MTWTh: OMG, OMG, Open House
Thursday evening after Open House: OMG, OMG, zoo trip
Friday: OMG, OMG, zoo trip!
Teacher, indicating unidentified dripping child: Zie’s wet.
Unidentified child, indicating zie’s entire right side: Only half of me is wet.
Other teacher: Obviously we taught the concept of half well.
Friday night, me, while at the wrong restaurant sipping a margarita: Where IS everyone?
Friday night, at the correct restaurant, imbibing another margarita: OMG, zoo trip! Thank gods it’s over.
Small kindergartner who enters restaurant as I am drinking: Mrs. Sisolak!
After the family corrals child and keeps him at the table, he continues to raise his hand to speak to me.
Friday night, home: I didn’t know we were pruning the back hedge today.
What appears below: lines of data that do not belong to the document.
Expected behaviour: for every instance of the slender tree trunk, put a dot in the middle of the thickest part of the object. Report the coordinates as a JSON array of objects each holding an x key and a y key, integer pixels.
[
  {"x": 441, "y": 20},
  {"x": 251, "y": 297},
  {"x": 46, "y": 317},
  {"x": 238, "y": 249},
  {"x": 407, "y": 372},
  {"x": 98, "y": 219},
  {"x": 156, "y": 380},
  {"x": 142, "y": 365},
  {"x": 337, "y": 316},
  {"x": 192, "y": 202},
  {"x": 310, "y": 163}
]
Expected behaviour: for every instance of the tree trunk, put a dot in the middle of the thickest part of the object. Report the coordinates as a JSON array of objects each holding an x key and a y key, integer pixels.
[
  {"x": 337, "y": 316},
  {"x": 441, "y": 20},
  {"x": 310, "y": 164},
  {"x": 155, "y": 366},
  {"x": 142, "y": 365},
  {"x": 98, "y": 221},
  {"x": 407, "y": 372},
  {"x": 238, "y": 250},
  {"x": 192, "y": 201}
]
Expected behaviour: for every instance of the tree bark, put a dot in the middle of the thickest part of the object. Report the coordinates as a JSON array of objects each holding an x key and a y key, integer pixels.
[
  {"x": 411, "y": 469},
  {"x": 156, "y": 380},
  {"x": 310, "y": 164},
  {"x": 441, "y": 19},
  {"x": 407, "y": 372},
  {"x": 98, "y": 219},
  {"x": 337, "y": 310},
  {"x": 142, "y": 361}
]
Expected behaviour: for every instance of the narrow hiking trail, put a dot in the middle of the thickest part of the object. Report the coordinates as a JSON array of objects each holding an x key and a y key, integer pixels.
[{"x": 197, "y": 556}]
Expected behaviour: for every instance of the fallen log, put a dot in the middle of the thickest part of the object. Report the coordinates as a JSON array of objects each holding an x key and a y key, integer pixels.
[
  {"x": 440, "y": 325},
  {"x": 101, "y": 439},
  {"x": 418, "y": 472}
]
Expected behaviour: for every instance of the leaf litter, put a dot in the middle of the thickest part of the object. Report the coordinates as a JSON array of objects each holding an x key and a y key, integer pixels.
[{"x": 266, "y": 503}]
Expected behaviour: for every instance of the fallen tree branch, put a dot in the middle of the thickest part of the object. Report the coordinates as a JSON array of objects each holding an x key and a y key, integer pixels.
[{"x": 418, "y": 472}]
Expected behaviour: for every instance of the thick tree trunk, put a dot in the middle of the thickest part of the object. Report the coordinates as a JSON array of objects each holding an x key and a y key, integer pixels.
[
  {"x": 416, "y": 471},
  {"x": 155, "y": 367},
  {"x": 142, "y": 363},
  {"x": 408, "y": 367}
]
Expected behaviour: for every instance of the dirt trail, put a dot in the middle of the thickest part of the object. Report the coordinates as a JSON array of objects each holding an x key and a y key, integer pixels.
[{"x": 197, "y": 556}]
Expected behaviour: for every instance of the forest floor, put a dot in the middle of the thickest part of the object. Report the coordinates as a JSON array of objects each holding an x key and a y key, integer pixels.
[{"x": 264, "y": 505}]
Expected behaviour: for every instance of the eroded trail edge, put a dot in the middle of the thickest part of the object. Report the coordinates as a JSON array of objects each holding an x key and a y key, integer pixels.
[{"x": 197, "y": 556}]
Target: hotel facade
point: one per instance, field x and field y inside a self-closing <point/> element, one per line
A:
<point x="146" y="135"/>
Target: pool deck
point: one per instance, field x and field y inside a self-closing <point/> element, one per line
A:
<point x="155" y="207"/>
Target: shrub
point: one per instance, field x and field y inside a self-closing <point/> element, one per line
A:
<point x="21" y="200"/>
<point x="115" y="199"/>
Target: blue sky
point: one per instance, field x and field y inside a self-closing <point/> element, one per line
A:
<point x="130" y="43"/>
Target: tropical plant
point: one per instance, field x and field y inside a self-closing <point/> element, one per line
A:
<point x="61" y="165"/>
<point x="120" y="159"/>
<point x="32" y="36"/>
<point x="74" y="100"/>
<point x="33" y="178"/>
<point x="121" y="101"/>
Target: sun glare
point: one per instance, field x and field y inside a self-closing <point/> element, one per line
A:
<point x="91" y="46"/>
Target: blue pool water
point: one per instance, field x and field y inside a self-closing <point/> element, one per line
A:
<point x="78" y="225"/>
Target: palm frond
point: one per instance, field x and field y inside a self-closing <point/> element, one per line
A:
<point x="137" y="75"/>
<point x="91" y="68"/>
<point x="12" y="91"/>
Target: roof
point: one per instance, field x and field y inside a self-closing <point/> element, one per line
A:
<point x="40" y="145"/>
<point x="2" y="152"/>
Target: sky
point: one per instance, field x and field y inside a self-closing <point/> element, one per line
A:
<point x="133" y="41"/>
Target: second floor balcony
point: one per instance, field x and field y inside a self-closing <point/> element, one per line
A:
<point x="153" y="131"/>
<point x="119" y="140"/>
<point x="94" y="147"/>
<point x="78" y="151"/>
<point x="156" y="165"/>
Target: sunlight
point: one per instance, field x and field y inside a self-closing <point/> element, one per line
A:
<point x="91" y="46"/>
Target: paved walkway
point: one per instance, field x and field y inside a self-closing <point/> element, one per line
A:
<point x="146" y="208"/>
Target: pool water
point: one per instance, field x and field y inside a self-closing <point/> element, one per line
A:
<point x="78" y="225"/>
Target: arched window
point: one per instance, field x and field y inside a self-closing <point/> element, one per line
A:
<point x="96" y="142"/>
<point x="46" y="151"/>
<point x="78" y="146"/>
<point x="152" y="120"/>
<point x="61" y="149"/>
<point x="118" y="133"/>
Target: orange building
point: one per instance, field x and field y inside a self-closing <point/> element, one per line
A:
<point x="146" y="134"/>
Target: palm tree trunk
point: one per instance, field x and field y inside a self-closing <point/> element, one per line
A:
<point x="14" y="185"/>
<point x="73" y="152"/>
Spouse: Neither did I. Surprise!
Eldest child, lowering the extension ladder: Mom, get me a beer?
Me, watching the pruning shears slung over a rung of the ladder he is now lowering and planning the lengthy explanation to the police as to how someone got stabbed in the head with said pruning shears: EEEEEEEEEE!
Eldest child: Oops. Forgot they were there.
He continues lowering the ladder.
Me: Eeeeeeeeeeeeeee!
Me, nabbing the last Anchor Steam and checking clock: Is it bedtime yet? No? Damn.